There’s a half-second silence. Crickets and phone vibrations and a train on a ditch on fire and then . . . they laugh. All of them, or it seems like all of them, because I still can’t see, and I can’t feel my legs now, but I can hear. I can hear them laughing. And maybe it’s not as loud as it could be, maybe it’s only out of surprise or pity, but it’s like something warm swells in my soul. I hear them. And they heard me.
It isn’t going to get better than this, and I know it. It’s time to get off this stage, peel off the shirt I’ve sweat all the way through, and forget this ever happened. It’s time to go.
“Thank you!” I shout, as if they’re clapping too loud for me to speak normally, which they aren’t because they don’t know it’s over yet. I struggle the mic back into its stand, then hold both hands up like I’m being robbed in an Old West saloon. “Sorry!”
Larry’s beside me onstage now, and I use him for cover as I speed-walk to the stairs. Like that’ll work on an elevated stage with lights so bright they could stun small animals.
“Give it up for . . .” Larry double-checks his clipboard. “Isabel. Yeah.”
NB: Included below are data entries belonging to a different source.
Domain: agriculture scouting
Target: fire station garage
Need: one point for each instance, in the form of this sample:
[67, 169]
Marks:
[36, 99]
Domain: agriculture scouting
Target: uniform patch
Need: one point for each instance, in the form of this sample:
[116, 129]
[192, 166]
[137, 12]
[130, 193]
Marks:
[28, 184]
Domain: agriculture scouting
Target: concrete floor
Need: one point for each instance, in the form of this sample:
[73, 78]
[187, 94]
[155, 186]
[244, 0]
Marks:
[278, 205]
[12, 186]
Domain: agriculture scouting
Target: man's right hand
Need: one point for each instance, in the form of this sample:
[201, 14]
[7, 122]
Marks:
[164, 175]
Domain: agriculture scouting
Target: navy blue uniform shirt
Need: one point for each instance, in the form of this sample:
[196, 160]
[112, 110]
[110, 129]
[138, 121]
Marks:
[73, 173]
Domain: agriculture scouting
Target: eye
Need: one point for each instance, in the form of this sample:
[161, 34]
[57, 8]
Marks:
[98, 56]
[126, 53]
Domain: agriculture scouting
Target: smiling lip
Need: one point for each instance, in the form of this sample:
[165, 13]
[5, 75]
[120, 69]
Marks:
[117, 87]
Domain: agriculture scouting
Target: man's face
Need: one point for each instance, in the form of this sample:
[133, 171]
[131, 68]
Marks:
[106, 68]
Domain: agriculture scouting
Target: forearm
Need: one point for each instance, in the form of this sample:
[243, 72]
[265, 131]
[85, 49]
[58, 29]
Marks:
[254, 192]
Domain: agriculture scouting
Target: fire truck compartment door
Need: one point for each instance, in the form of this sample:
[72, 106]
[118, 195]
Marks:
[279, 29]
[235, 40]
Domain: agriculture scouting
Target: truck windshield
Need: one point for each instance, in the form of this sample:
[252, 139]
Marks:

The applause is nowhere as loud or as genuine as it was for the girl who went before me, but it’s there. I walk back to my seat half-dazed, and it’s not until I sink down into my chair and the familiar puffiness of my coat beneath me that I come back to reality. That wasn’t me, onstage. I don’t know who it was, but I could never do that. I could never stand under a spotlight and tell an audience what I really think.
But I did.
It sounds like Larry the Emcee is wrapping things up—thanking everyone for coming, reminding them when the next open mic night is—so I turn away from the stage to gather my stuff. As the room explodes into noise, audience members talking and laughing with each other as they leave, I fumble around in my bag for my phone, hoping Alex hasn’t texted.